Os dois garotos só saíram do transe quando um estalo surgiu ao fundo. Breno, de forma desajeitada, recuperou o equilíbrio e ficou de pé para olhar ao redor, buscando a origem do som repentino.

Írios demorou mais para se levantar. Ficou um tempo de costas no gramado, mesmo sabendo que também deveria ficar em alerta. Mas suas pernas estavam bambas demais para lhe darem estrutura rápido o suficiente. Seu coração acelerava tanto que ainda estava tentando entender se aquele descompasso todo lhe fazia mal ou se era consequência de um sentimento bom.

Enquanto tentava se recuperar, outro som soou, desta vez mais alto e forte.

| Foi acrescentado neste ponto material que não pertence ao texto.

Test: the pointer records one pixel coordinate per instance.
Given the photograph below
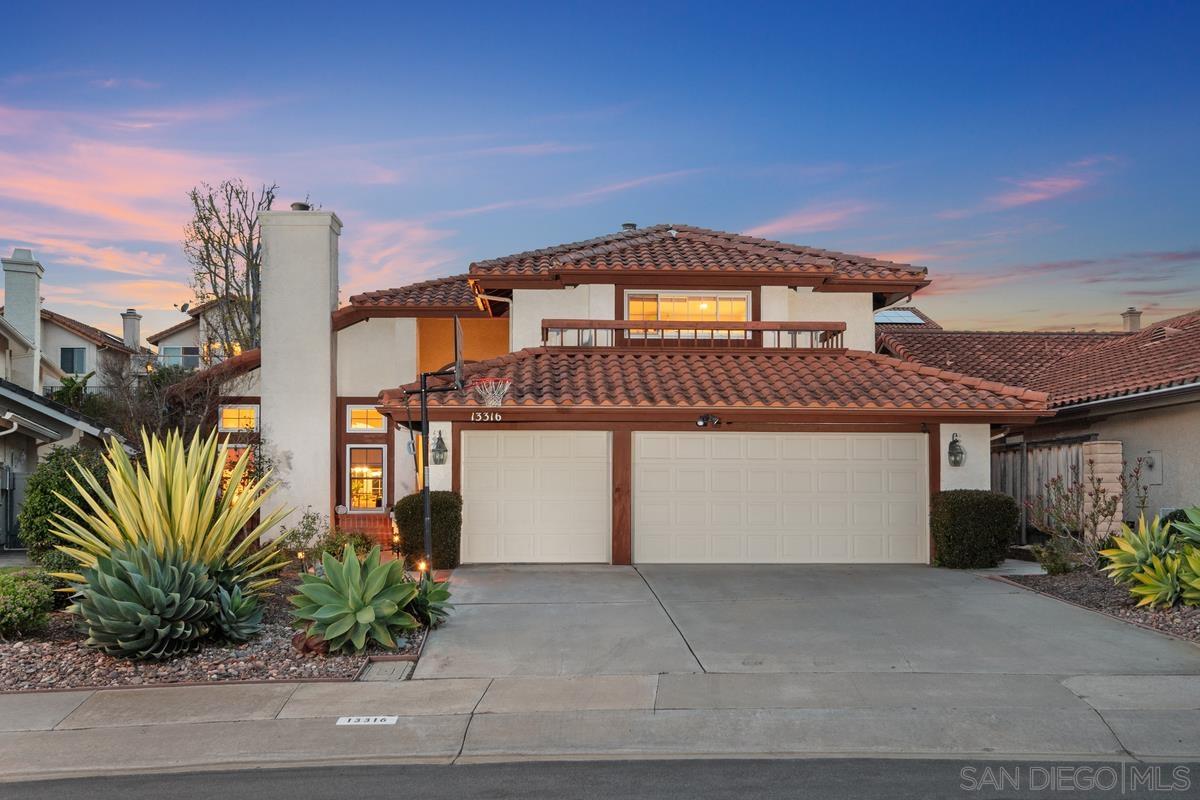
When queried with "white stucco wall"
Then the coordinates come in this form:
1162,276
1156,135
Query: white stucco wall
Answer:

Aquele som veio do alto, das copas. As folhas e galhos se mexiam com violência e era difícil ver o que estava causando aquilo. Parecia ser um animal pesado usando o topo das árvores para se locomover. Era como se um enorme gorila conseguisse se balançar entre os galhos na velocidade de um ágil mico.

Breno acompanhou com a vista aquilo se movimentar sobre eles e pegar o rumo da trilha que levava à clareira onde estavam antes. Bastou uma troca de olhares assustados entre os dois garotos para concordarem sobre o que deveriam fazer: voltar para lá e garantir que Pólen e Chiano estivessem em segurança e cientes de que algo estranho se aproximava.

O garoto de cabelo escuro ajudou o jovem magricela a se levantar agarrando com força a sua mão e usando o aperto entre os dedos para arrastá-lo pela trilha. Em silêncio e sem fôlego, correram de volta para a clareira, olhando quase no horizonte as copas se movendo.

Não demoraram para chegar e encontraram Chiano e Pólen de costas para eles e muito próximos um do outro, receosos e encolhidos. Não havia mais sinal do ser do topo das árvores. Apenas uma mulher velha com o rosto sujo e esfumado com uma espécie de pó preto, talvez carvão. Era dela que os outros dois tinham medo.

A mulher se esgueirava entre troncos de árvores na borda da clareira. Era estranhamente alta, magra e desengonçada, com braços e pernas finos e longos.

- Uma seresma - Breno sussurrou para si mesmo, também travado com a visão. Írios conseguiu ouvir e teve vontade de questionar do que ele estava falando, mas um frio tão compenetrante vinha de seu peito que não conseguiu verbalizar nada além de um murmúrio.

- Me dê - a tal da seresma resmungou para Pólen.

Sua voz rouca se projetava no ambiente como se falasse em um microfone conectado a caixas de som instaladas em todo o redor. Ela olhava direto para a garota com seus olhos brancos. Esticou o braço fino em sua direção, com a palma da mão pálida para cima, como quem quer receber algo. Os dedos longos e esguios estavam pintados com o que parecia ser sangue ressecado. A mulher se escorava no tronco como se não conseguisse manter de pé a estrutura do próprio corpo delgado.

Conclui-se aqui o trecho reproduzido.